What is your best advice on how to live a more sustainable life?
Follow your gut. If something doesn't feel right or if you're buying something that seems too cheap, someone was probably exploited in production or you’re risking your own health with the product. It really comes down to instinct.
What is you Canvas?
The future? Yeah, the future is my canvas. I'm thinking ahead to what we'll need later and how we can fulfill this need - how to make a positive impact on the world.
Speaking of the future... it's 2030. What does the fashion world look like?
I think we will still have leading fast fashion brands, yet I have a feeling that more and more people will be aware of sustainability. You will always have people who want to buy things for little money, and with the rise of TikTok and Instagram, people will also feel the need to look new and different all the time.

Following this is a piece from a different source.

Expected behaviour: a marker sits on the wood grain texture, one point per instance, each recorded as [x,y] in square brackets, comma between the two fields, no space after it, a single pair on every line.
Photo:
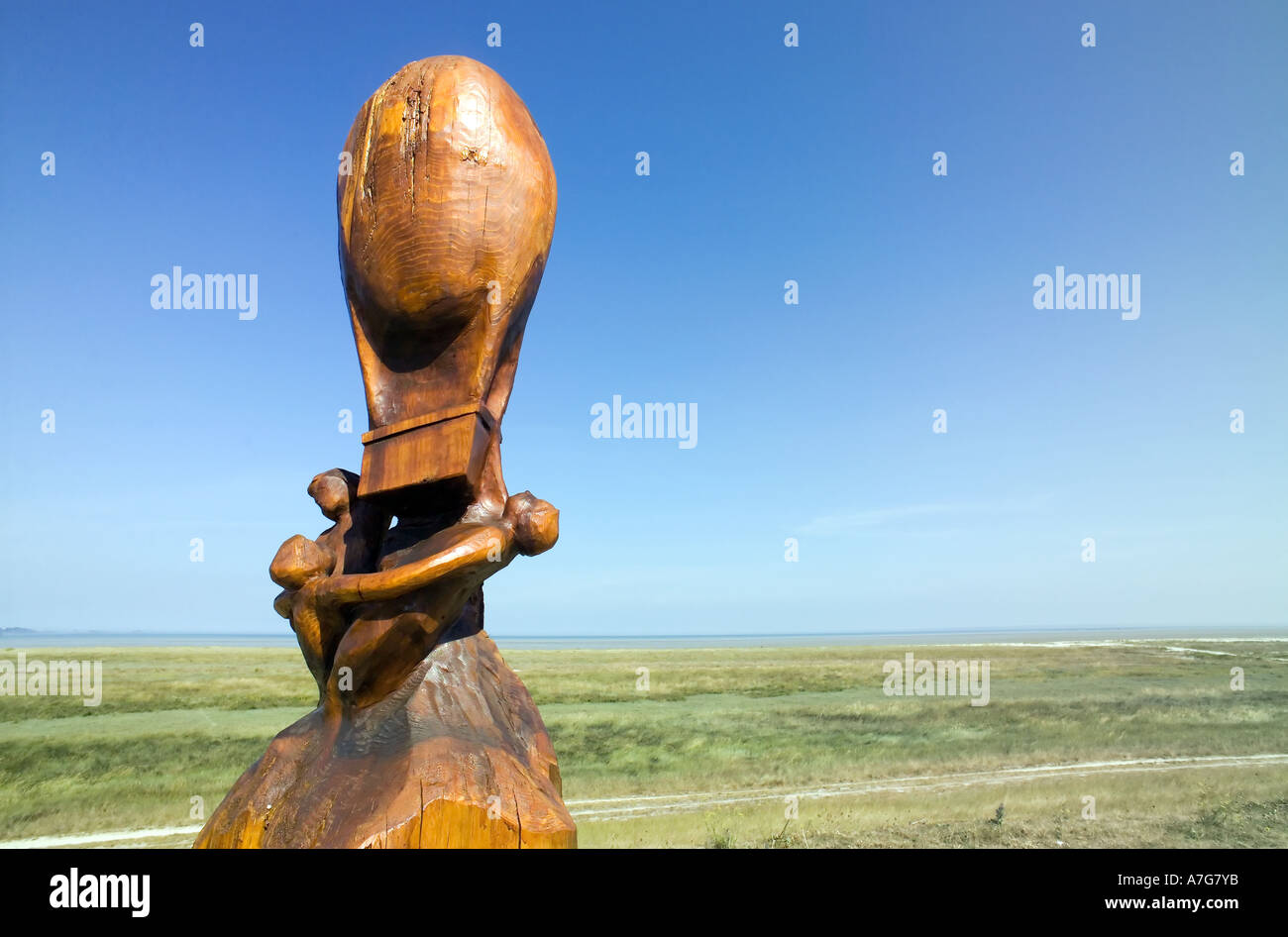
[421,736]
[445,229]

I still think we're going to feel stuck in the fashion industry, with companies bringing prices down and devaluing people who actually want to be ethical and pay people well. So honestly, I don't think it's going to look much different but I do hope there will be more technology involved. I don't think there are many companies like mine that focus on using the newest technologies to create high-quality products. Not in a flashy way with neon lights and such, but in a way that improves your everyday life. I hope we will have more companies like mine that work with invisible technologies, so to speak - fabrics that actually adapt to your body or act as a second skin. When you bridge fashion with technology, a whole new world opens up.